Saya bisa saja mencantumkan lebih banyak alasan mengapa saya pilih Tri, tetapi cukup tiga saja yang saya ungkap di sini. Kenapa? Karena tiga adalah Tri.
Ketika Pandemi Tiba
Bosan. Kata itu begitu kuat mencengkeram benak semua orang ketika pandemi korona merajalela. Mereka yang rutin setiap hari berangkat ke kantor, kampus, pasar, atau nongkrong di mal, tiba-tiba harus mengurung diri di rumah. Suka tidak suka harus begitu.
Yang biasa bekerja di kantor mendadak harus bekerja di rumah. Yang rajin beribadah terpaksa beribadah di rumah. Yang getol belajar pun tiba-tiba mesti belajar di rumah.Â
Kalaupun ada orang yang tetap bekerja di luar rumah, tidak lebih karena tuntutan profesi seperti paramedis, jasa layanan antar, atau petugas yang dibolehkan oleh aturan protokol kesehatan. Mau tidak mau mesti begitu.
Bete? Jelas. Boring? Saya pasti merasakannya. Selalu ada saat-saat yang saya tidak bisa mengelak dari serangan bosan. Bagi saya, itu manusiawi. Sebagai anak muda yang sekali-sekali butuh kongko bersama teman-teman, "bekerja di rumah" lama-lama terasa seperti "dipenjara di rumah sendiri". Ke mana-mana dihantui rasa cemas. Apa-apa harus berjarak.

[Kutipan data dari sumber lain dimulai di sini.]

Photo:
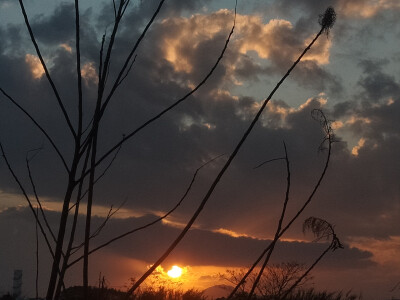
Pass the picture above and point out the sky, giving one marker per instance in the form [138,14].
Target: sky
[352,75]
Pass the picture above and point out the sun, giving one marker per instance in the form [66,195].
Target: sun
[175,272]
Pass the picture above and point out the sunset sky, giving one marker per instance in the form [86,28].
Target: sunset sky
[353,75]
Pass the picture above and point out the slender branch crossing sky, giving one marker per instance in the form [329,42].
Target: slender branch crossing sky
[353,75]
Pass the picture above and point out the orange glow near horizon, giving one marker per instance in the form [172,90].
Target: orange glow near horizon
[175,272]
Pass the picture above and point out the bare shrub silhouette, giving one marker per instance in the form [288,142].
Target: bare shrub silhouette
[84,165]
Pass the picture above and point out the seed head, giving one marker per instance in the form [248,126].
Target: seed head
[327,19]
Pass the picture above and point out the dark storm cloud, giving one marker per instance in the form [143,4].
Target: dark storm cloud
[375,83]
[147,245]
[57,28]
[153,170]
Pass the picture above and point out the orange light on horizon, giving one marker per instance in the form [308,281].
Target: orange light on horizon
[175,272]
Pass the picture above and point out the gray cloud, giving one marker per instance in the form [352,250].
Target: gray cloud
[360,194]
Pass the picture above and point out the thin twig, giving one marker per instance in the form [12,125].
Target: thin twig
[38,126]
[154,221]
[279,227]
[16,179]
[39,54]
[37,198]
[328,137]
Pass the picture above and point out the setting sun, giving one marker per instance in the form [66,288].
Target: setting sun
[175,272]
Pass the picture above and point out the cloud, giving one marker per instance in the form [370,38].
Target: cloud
[35,66]
[367,8]
[133,254]
[359,195]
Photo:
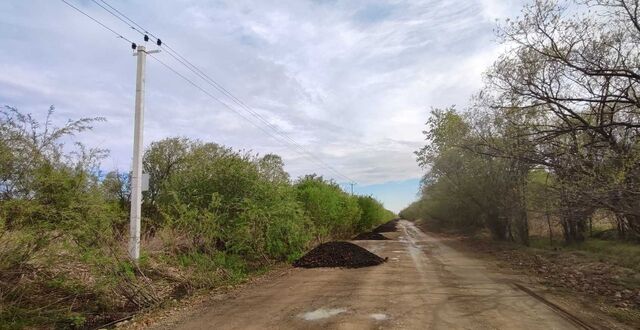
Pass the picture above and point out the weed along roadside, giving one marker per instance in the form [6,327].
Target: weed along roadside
[212,217]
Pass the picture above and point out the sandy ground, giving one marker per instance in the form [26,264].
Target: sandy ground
[424,285]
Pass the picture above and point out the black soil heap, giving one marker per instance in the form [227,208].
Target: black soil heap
[369,236]
[338,254]
[386,227]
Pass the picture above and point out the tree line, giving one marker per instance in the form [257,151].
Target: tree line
[212,215]
[553,133]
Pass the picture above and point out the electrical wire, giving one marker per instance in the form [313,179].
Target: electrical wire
[280,137]
[95,20]
[205,77]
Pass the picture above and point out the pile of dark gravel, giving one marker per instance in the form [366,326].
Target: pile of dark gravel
[369,236]
[386,227]
[338,254]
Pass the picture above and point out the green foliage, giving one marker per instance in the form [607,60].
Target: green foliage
[212,216]
[373,214]
[333,212]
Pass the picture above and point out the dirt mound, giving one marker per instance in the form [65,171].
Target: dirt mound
[369,236]
[338,254]
[386,227]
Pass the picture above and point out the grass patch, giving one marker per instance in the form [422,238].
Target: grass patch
[621,253]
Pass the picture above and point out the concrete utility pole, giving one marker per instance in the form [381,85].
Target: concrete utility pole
[136,176]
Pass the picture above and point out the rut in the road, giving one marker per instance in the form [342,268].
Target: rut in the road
[369,236]
[338,254]
[387,227]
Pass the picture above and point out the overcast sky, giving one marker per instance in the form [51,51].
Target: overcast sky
[351,81]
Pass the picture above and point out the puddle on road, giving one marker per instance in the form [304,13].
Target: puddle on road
[322,313]
[379,316]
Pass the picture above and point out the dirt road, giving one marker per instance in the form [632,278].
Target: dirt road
[424,285]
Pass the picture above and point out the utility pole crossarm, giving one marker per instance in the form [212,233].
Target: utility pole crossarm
[136,175]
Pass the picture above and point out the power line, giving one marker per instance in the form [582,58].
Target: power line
[281,136]
[95,20]
[208,79]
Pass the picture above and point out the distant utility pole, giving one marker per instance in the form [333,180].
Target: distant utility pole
[136,176]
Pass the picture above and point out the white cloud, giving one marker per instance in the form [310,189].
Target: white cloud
[350,80]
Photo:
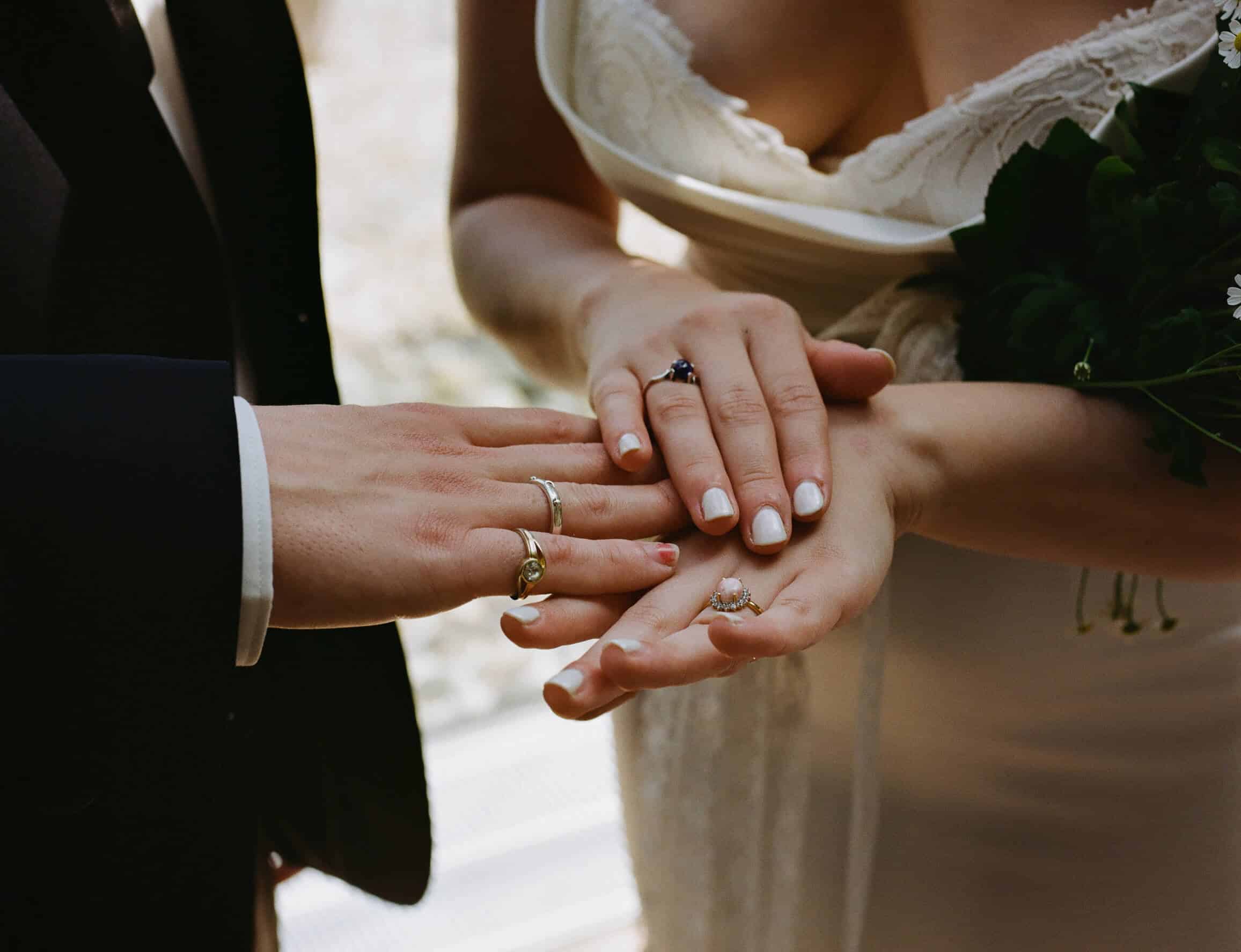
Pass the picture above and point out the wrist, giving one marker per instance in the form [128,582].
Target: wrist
[916,476]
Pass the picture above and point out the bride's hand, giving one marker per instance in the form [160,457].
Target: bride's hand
[754,436]
[827,576]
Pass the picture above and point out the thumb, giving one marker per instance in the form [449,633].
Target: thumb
[847,372]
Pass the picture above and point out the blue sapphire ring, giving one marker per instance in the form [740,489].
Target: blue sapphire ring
[680,373]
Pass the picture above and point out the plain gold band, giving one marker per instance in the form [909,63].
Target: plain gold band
[533,567]
[557,507]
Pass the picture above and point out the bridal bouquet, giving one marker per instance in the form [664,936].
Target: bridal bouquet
[1119,269]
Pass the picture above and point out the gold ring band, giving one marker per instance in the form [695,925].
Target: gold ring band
[557,509]
[533,567]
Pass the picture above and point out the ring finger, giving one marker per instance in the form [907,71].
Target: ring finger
[679,417]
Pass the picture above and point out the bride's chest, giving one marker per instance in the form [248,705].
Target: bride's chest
[806,68]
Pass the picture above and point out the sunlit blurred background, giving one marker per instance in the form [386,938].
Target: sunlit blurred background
[529,847]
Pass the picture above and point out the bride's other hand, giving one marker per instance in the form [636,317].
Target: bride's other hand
[406,511]
[750,444]
[538,262]
[828,575]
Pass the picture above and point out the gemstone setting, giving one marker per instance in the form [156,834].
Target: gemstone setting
[532,571]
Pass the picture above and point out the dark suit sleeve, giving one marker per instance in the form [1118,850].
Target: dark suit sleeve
[120,576]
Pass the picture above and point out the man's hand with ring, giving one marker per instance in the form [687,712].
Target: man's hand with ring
[406,511]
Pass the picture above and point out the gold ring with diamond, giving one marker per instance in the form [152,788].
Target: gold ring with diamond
[557,509]
[732,596]
[533,567]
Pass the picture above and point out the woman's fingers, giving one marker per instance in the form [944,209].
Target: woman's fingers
[744,432]
[683,657]
[679,417]
[847,372]
[617,400]
[810,607]
[798,414]
[517,427]
[490,560]
[562,619]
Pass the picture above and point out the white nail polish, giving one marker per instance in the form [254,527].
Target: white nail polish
[568,681]
[890,358]
[808,498]
[767,528]
[716,504]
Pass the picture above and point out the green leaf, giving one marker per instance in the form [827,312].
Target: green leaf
[1225,199]
[1073,144]
[1112,179]
[1223,154]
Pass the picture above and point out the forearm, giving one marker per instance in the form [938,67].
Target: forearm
[1044,472]
[533,269]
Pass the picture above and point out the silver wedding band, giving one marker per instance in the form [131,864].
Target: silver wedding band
[681,372]
[557,509]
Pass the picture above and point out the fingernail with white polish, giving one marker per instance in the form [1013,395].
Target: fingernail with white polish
[569,681]
[808,498]
[716,504]
[890,358]
[768,528]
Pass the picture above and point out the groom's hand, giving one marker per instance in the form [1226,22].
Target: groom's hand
[409,509]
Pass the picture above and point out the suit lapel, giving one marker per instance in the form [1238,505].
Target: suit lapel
[244,75]
[137,267]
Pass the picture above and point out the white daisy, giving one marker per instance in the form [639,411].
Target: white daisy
[1230,45]
[1235,297]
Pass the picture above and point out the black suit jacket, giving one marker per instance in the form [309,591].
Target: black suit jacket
[139,763]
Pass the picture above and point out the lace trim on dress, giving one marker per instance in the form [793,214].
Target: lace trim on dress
[633,82]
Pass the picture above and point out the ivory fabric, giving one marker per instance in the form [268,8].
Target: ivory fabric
[1040,789]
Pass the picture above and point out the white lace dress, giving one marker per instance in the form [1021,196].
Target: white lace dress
[1040,791]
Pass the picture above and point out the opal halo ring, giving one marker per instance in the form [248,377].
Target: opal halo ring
[557,507]
[732,596]
[533,569]
[681,372]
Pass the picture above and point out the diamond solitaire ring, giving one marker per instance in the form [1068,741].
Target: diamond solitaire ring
[533,567]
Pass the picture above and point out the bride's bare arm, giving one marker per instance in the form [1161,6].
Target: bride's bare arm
[1017,469]
[534,245]
[1049,473]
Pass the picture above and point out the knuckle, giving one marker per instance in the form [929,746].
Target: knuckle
[647,616]
[740,405]
[675,406]
[597,503]
[766,309]
[795,397]
[707,322]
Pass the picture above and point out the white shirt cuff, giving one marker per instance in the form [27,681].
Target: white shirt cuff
[256,519]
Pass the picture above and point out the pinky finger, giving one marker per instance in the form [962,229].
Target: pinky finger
[617,400]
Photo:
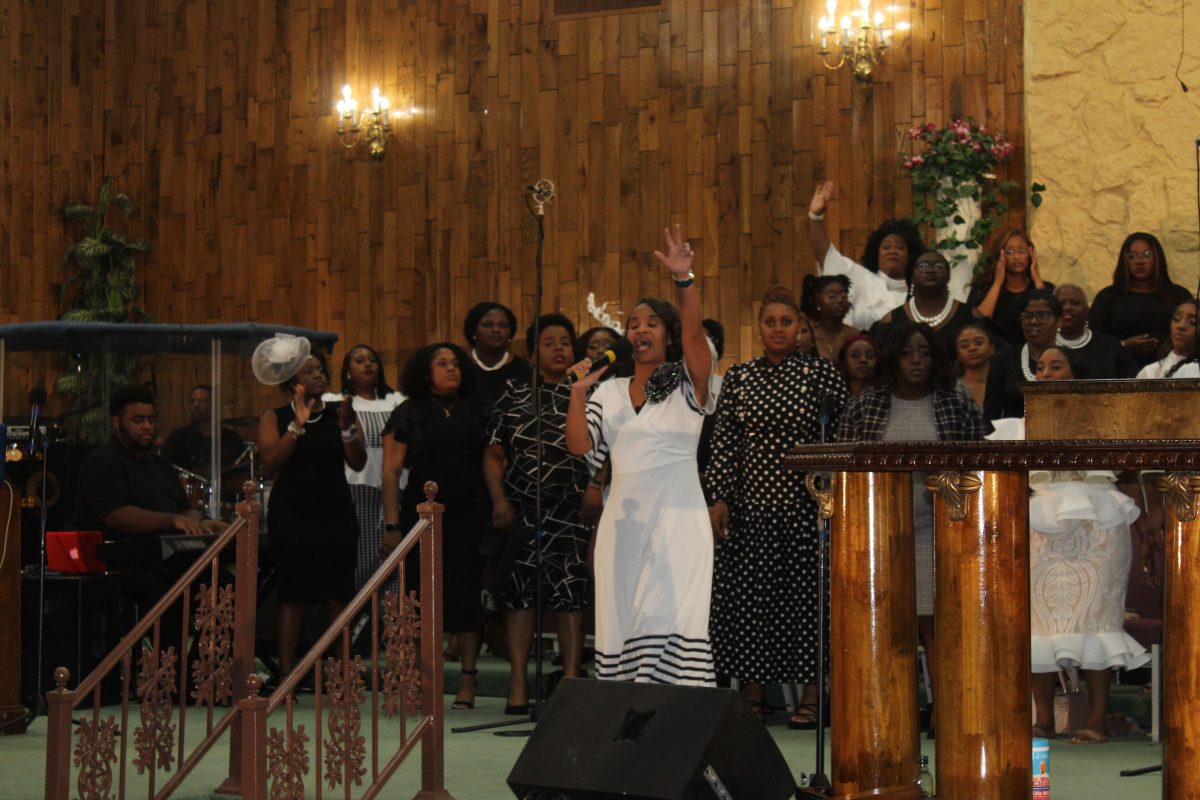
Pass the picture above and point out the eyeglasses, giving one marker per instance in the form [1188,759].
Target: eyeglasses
[931,266]
[1037,316]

Untung ada Tri. Ini bukan soal #kalahkanjarak saja. Tri memungkinkan saya untuk: (1) melipat jarak ketika berkomunikasi dengan rekan sekantor atau demi urusan kerjaan; (2) memangkas batas tatkala bercengkerama dengan kerabat yang tak bisa saya jumpai akibat karantina wilayah atau PSBB; dan (3) meringkus jemu dengan berselancar di internet saat rasa bosan mulai terasa.
Terkait #kalahkanjarak yang mulai digaungkan Tri sejak masa pandemi, saya justru sudah merasakannya sejak tujuh tahun lalu, misalnya bercakap-cakap melalui Skype dengan pasangan di luar negeri. Belakangan ada cara baru untuk "melunaskan kangen" lewat panggilan video (video call) Whatsapp.
Jadi, sesungguhnya Tri sudah sejak dulu memanjakan pelanggan dengan slogan epik: mudah dan murah.